In other words, SVR was being used not only in patients with wall motion disorders secondary to scar but also in those with wall motion disorders occurring from ischemia without necrosis, either because of acute ischemia or hibernation, said Dr. Buckberg. “Ischemic muscle without scar may recover following CABG, but such recovery cannot occur following CABG [in patients in whom] more than 50% of muscle is scarred,” he said. “More importantly, SVR has never been reported or recommended in ventricles without scar, and the potential use of this procedure differs markedly from observations [of the RESTORE patient cohort] on which the SVR procedure is based.”
Additionally, according to the original study design, ventricular volume quantification by cardiac magnetic resonance (CMR) was required in all patients before and after SVR, yet echocardiography was used to make this measurement, despite its exclusion as an invalid tool, said Dr. Buckberg. Moreover, he noted, “trial entry required that 100% have volume measured by CMR, yet only 38% had any volume measurement; SVR is indicated only if ESVI [end-systolic volume index] is beyond 60mL/m2, yet the trial does not report a volume measurement in each SVR candidate or in CABG without SVR patients; and the Surgical Therapy Committee defined a 30% reduction of ESVI at 4 months by CMR study as a required criterion for an acceptable SVR procedure, but ESVI was lowered only 19% in the 33% of patients that had any form of study – demonstrated an inadequate end point was achieved.”
Acceptance of the reported STICH trial outcomes despite the inconsistencies between the initial trial criteria and those used to reach the reported conclusions could have a number of serious consequences, including hindering proper decisions for the treatment of heart failure patients with dilated hearts; limiting the development of surgical ventricular restoration; compromising physician and surgeon confidence in scientific integrity; and contributing to unnecessarily excessive health care costs associated with heart failure treatment, said Dr. Buckberg.

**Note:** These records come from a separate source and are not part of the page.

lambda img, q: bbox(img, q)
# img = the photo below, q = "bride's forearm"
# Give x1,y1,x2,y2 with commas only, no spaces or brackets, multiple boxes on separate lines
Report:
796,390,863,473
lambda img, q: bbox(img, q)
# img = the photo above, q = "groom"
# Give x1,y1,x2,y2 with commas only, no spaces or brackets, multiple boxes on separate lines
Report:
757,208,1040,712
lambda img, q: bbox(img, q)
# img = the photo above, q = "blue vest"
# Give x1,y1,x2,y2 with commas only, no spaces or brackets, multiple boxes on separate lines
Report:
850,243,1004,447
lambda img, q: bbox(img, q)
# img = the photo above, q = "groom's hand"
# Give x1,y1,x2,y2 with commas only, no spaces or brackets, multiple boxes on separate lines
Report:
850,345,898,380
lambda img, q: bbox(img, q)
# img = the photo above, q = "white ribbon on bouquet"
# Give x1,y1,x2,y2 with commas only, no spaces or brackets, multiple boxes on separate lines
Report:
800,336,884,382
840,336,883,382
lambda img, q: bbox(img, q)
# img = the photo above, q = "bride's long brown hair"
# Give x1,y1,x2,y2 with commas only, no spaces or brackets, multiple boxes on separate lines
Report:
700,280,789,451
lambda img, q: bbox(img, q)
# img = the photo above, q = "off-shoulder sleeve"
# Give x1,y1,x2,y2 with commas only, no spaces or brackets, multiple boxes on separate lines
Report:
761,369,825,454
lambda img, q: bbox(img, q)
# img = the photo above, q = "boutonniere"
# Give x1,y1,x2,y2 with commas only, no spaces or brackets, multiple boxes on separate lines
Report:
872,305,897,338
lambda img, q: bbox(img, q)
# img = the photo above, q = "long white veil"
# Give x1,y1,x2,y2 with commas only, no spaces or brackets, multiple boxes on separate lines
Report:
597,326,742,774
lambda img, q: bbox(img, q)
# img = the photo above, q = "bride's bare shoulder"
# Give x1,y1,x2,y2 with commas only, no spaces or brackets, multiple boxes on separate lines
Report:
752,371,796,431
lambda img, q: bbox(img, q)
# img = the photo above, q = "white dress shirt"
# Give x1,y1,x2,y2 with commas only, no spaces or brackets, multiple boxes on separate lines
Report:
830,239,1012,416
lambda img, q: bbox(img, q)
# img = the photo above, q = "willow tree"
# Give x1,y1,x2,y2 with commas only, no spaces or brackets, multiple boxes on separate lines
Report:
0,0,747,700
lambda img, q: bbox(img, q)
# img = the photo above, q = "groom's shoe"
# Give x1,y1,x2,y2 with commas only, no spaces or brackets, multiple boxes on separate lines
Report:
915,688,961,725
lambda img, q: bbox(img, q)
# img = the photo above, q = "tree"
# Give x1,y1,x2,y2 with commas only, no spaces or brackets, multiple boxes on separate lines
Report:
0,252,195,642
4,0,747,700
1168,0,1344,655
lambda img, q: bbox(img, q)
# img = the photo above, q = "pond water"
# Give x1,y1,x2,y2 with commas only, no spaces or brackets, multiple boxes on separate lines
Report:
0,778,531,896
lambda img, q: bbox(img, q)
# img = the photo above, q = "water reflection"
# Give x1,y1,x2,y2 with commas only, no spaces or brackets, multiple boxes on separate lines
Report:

In order to achieve meaningful results from the STICH trial, the investigators have to revisit the original criteria and exclude patients with invalid volume measurements by echocardiography, include only patients with more than 35% akinesia and regional nonviability documented by nuclear medicine studies; quantify all patients with more than 30% volume reduction by CMR study; and report only patients with acceptable volume reduction by CMR at 4 months, Dr. Buckberg stated. “Without this action, the STICH trial conclusions simply show that statisticians can defy nature from a flawed database.”
In his response, Dr. Jones noted that all of the study protocol amendments, which were described in the December 2007 issue of the Journal of Thoracic and Cardiovascular Surgery, were approved by the STICH steering committee (J. Thorac. Cardiovasc. Surg. 2007;134:1540-7). The changes, which were implemented to help facilitate enrollment, “did not change the primary objective of the study,” he stated.
The STICH trial was funded by the U.S. National Heart, Lung, and Blood Institute. Dr. Jones reported he had no relevant financial conflicts of interest. Dr. Buckberg holds various cardiovascular patents, some including ventricular restoration.